Why "fast path" is fas

作者: elon_wen | 来源:发表于2018-01-08 13:05 被阅读92次

Nathaniel Wen:

Hi, everyone:
I'm reading the source code of "AbstractQueuedSynchronizer", getting a little confused of the reason why "fast path" is faster than full enq in the comment "Try the fast path of enq; backup to full enq on failure".


David Holmes:

What version of the code are you looking at? I can’t see anything like that in current OpenJDK sources.


Nathaniel Wen:

My JDK version is 1.8

private Node addWaiter(Node mode) {
    Node node = new Node(Thread.currentThread(), mode);
    // Try the fast path of enq; backup to full enq on failure
    Node pred = tail;
    if (pred != null) {
        node.prev = pred;
        if (compareAndSetTail(pred, node)) {
            pred.next = node;
            return node;
        }
    }
    enq(node);
    return node;
}

David Holmes:

The fast path just does a direct enqueue to the existing tail.
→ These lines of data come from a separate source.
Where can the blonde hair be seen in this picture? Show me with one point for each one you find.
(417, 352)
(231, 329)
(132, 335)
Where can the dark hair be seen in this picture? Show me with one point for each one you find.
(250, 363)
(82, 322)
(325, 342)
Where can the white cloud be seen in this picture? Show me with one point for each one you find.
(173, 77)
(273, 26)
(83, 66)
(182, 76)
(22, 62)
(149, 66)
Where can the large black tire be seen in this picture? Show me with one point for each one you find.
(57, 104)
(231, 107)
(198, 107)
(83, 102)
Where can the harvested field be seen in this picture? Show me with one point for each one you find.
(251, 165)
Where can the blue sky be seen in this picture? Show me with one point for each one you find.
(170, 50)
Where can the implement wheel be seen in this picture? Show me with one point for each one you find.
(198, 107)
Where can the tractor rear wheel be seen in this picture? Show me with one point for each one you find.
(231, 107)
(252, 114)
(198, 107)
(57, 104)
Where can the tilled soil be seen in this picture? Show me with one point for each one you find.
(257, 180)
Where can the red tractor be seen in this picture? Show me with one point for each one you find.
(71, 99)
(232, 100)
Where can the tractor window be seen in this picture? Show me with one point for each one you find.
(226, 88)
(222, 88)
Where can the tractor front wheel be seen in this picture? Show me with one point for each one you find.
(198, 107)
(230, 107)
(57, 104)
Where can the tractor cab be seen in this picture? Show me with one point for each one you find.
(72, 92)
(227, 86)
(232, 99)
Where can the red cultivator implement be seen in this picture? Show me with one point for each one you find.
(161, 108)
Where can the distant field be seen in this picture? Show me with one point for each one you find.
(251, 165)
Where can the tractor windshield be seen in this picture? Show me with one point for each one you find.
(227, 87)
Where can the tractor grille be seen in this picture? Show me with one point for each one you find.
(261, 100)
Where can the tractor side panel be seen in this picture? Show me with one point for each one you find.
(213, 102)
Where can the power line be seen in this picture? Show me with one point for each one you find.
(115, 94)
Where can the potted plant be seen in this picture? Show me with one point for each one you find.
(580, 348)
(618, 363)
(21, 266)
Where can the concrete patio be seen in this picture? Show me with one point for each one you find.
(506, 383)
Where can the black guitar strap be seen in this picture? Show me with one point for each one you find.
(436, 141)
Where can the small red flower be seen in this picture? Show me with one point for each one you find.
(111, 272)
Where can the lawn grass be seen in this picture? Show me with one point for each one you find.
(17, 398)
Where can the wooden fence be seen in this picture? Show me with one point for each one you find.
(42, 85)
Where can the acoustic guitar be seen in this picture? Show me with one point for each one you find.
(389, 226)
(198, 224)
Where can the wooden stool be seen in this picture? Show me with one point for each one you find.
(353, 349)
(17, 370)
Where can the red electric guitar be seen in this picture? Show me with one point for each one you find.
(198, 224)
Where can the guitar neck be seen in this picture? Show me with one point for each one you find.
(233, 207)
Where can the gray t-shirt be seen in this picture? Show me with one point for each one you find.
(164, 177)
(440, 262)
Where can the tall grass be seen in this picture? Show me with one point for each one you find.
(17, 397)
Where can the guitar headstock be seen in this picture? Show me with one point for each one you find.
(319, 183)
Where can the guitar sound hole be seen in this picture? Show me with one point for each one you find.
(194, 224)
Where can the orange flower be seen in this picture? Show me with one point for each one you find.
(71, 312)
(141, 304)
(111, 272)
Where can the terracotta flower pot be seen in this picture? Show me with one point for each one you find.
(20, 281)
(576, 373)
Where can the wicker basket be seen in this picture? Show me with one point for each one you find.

The enq(), in the worst case, has to initialize the queue, and in general deals with contention due to concurrent enqueue attempts.

The code is different now.


Nathaniel Wen:

The full enq will loop only once when there is no contention and the tail isn't null. The reason why "fast-path" is faster is because in most cases the tail isn't null. So "if (tail != null)" is more efficient than "if (tail == null) ... else ..." in this very case, am I right?


David Holmes:

The old structure was intended to be more amenable to inlining the fast-path code IIRC. The new code doesn’t bother AFAICS.


Martin Buchholz:

Alternatively: initializeSyncQueue is now a separate cold-code method.

(All of this is unlikely to matter much)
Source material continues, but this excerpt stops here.